Incapable d’anticiper les difficultés auxquelles elle doit faire face, l’administration Rajaonarimampianina en est réduite à prendre et à annoncer des mesures d’urgence irréfléchies dont les conséquences pourraient être encore plus dramatiques.
Le gouvernement joue son va-tout pour éviter qu’une explosion sociale ne survienne, alors que les prix prennent l’ascenseur.
Dernière mesure en date annoncée pour calmer les esprits : la négociation avec les distributeurs de produits pétroliers pour que ces derniers « reportent » la hausse intervenue au début de ce mois (voir article en page 7). La forme de la compensation n’est pas encore décidée, les discussions devant encore se poursuivre entre les deux parties, mais le spectre d’un retour des subventions directement versées à ces opérateurs plane fortement. Avec ce que cela suppose d’impacts sur les accords avec les bailleurs de fonds.

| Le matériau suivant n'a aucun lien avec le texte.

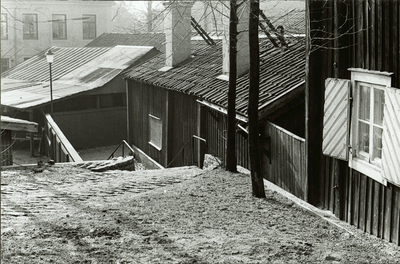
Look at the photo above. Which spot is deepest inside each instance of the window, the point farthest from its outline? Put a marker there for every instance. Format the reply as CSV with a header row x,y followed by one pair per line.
x,y
30,27
89,26
81,103
368,135
155,132
5,65
367,121
4,26
59,26
371,99
112,100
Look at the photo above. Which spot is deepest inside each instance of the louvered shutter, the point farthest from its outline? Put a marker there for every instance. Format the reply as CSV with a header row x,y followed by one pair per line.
x,y
391,136
336,118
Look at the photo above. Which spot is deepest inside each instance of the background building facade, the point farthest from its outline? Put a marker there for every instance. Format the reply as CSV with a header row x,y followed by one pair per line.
x,y
29,27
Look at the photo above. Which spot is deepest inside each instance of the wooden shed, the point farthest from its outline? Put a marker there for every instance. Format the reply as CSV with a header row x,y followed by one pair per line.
x,y
353,112
187,103
89,102
8,126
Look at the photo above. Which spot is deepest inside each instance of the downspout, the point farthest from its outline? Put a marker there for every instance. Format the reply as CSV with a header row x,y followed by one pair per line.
x,y
127,111
15,37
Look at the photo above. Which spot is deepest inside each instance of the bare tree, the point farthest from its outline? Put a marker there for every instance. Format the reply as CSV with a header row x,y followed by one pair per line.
x,y
231,144
255,162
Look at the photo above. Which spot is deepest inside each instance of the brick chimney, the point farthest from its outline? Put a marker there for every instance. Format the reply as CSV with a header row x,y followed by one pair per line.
x,y
177,29
243,59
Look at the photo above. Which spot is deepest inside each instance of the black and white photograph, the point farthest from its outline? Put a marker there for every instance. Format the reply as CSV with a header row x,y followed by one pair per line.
x,y
208,131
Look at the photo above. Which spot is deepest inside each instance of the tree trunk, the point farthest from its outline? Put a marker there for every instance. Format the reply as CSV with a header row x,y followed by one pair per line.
x,y
231,145
255,162
149,16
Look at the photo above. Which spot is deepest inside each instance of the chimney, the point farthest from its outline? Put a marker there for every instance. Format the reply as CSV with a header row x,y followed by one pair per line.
x,y
177,32
243,57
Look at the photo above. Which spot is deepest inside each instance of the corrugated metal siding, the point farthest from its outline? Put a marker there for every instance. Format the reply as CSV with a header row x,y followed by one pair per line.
x,y
369,37
336,118
391,138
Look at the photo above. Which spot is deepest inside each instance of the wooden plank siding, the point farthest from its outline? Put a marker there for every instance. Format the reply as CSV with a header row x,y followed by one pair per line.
x,y
214,129
287,166
368,39
56,144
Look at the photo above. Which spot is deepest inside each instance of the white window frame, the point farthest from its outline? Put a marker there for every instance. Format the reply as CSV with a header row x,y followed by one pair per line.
x,y
155,123
4,26
379,80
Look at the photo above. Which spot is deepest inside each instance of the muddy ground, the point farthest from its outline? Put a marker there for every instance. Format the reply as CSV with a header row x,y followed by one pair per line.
x,y
69,215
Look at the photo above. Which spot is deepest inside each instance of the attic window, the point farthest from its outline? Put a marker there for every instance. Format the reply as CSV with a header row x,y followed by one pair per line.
x,y
155,132
223,77
164,69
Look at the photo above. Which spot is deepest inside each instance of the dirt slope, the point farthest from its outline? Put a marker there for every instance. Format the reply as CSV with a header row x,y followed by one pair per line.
x,y
169,217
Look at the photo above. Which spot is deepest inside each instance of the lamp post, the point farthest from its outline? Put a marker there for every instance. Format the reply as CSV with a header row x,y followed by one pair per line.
x,y
50,59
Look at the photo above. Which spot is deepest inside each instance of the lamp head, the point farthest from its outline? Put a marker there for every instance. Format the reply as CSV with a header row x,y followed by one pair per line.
x,y
49,56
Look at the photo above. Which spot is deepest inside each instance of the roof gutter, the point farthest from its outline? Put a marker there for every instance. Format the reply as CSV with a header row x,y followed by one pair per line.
x,y
222,110
274,104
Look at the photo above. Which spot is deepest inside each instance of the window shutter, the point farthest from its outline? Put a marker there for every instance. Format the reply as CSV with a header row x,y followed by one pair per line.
x,y
336,118
391,136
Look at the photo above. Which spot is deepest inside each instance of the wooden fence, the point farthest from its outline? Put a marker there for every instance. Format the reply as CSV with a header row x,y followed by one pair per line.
x,y
214,127
284,165
57,146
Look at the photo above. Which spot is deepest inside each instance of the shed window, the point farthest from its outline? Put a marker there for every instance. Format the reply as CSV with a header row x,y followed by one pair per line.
x,y
59,26
89,26
80,103
367,122
374,146
4,26
155,132
112,100
30,27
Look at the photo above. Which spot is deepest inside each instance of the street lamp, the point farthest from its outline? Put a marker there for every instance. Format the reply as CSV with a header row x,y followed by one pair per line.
x,y
50,59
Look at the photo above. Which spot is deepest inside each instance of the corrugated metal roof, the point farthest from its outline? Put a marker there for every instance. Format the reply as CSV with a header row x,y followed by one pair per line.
x,y
156,40
66,60
279,72
31,92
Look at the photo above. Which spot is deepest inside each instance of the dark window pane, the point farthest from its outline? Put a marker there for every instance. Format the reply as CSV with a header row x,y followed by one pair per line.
x,y
112,100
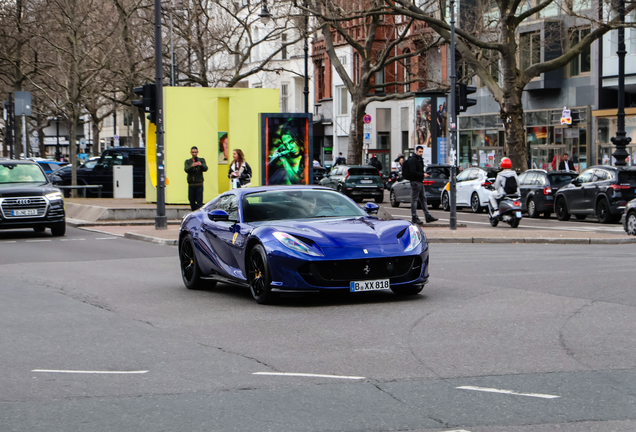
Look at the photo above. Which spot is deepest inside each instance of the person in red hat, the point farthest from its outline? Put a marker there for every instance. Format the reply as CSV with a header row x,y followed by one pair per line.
x,y
507,183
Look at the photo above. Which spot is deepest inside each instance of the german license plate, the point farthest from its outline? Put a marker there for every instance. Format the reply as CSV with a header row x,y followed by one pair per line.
x,y
374,285
29,212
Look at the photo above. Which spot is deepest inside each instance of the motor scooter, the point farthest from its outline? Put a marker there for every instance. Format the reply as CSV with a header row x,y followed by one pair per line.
x,y
509,210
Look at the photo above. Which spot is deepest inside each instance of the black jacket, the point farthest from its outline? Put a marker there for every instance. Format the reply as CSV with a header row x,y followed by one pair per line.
x,y
415,168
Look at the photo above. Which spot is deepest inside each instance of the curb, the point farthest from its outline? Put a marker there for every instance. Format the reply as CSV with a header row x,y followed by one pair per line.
x,y
483,240
155,240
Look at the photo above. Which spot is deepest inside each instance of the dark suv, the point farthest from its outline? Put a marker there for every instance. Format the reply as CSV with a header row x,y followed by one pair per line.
x,y
102,173
28,199
538,188
600,191
357,182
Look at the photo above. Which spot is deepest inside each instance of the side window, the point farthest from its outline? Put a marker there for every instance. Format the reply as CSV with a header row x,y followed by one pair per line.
x,y
586,176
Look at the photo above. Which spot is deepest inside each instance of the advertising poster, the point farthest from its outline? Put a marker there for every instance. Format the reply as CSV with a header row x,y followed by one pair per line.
x,y
442,129
287,144
224,146
424,126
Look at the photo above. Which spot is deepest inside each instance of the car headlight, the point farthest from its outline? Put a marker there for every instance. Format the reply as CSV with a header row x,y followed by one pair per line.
x,y
294,244
415,238
55,196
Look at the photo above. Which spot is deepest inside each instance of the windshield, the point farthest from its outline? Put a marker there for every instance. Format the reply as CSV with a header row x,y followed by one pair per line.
x,y
21,173
297,204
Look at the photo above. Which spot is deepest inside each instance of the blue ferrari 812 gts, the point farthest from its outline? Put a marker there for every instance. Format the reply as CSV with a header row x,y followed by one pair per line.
x,y
299,239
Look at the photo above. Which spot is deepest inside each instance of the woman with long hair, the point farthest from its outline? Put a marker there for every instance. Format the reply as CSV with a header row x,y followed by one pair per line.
x,y
239,173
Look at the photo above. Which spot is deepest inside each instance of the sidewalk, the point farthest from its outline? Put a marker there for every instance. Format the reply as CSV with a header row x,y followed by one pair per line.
x,y
435,235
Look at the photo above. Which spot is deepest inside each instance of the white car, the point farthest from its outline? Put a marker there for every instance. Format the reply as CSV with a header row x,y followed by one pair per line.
x,y
471,189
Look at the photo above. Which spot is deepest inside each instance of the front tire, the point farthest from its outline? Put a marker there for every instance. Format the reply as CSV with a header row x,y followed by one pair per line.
x,y
631,223
59,229
393,199
407,290
561,210
445,202
190,271
258,275
475,205
532,209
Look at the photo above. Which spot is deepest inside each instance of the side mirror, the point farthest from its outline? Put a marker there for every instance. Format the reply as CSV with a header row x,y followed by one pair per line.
x,y
218,215
371,208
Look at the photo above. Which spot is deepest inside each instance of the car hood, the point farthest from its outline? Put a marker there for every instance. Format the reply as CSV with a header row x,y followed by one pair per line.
x,y
339,232
25,189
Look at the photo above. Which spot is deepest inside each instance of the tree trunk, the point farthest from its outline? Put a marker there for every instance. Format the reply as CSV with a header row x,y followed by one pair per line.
x,y
515,146
356,130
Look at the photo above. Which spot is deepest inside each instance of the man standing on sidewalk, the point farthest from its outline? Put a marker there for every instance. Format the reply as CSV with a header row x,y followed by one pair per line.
x,y
195,167
413,171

Le gouvernement, à l’issue d’un conseil de gouvernement spécial axé sur la hausse des prix, avait annoncé sur un ton menaçant l’arrêt du versement de la compensation aux transporteurs qui persisteraient à augmenter leur tarif, mais la déclaration ne semble avoir eu aucun effet. Au risque de se ridiculiser en donnant des ordres dont les effets ne sont pourtant pas garantis, le gouvernement a donné aux responsables l’ordre de verser les arriérés de novembre-décembre au plus tard ce jour.
Faux semblants
Mais cette décision, jusqu’ici, n’a pas convaincu certains membres de l’Union des coopératives de transport urbain (UCTU) qui ont maintenu le tarif à 500 ariary appliqué depuis le 1er février.
Des « mesures strictes » sont également annoncées contre ceux qui « spéculent » sur le riz en retenant des stocks, et des contrôles et des ratissages sont brandis dans quasiment toutes les villes où la hausse des prix du riz paraît incontrôlable.
« Dans ses propos introductifs du Conseil des ministres de jeudi, le président de la République a [ainsi] recommandé un contrôle strict des stocks de riz des grossistes en riz et des mouvements du produit à partir des douanes de Toamasina », tandis que le Premier ministre, en marge d’une cérémonie organisée par la Commission électorale nationale indépendante (CENI), a martelé que « le gouvernement sera intransigeant face à ceux qui retiennent leur stock de riz et prendra des mesures strictes contre ces gens-là ».
Une importation massive de riz a, certes, déjà été annoncée par le ministre chargé du Commerce pour faire face à la faiblesse attendue des récoltes dues au manque de pluie, mais faute pour celui-ci d’avoir insisté sur le stock disponible, certains vendeurs ont immédiatement réduit leur offre, tandis que des consommateurs ont tout de suite commencé à se constituer leur propre stock. Le prix du riz, du jour au lendemain, a connu une ascension fulgurante et non maîtrisée, à tel point que le gouvernement, pris de court, n’a pu que prendre des mesures d’urgence dont les conséquences pourraient être encore plus graves, pour tenter de juguler une « situation qui pénalise la population ».
En panne d’arguments comme à chaque fois qu’il se trouve en difficulté en raison d’une conjoncture sociale ou économique défavorable, le gouvernement a aussi évoqué des velléités de déstabilisation politique. Hier encore, Olivier Solonandrasana Mahafaly a laissé entendre que la tendance inflationniste actuelle est due à des « calculs politiques ». Il a ainsi fait appel au patriotisme des uns et des autres pour limiter la hausse des prix. « En ces temps difficiles, nous devons plutôt faire preuve de patriotisme et ne pas s’adonner à des calculs politiques », a-t-il déclaré. L’année dernière, face à une situation plus ou moins similaire dans le Sud de l’île, le chef du gouvernement avait déjà parlé de « déstabilisation », mettant sur le dos de ses adversaires politiques l’incapacité de son équipe à prévenir les difficultés, et justifiant ainsi la prise de mesures tardives et sa propension à jouer au pompier et au médecin après la mort.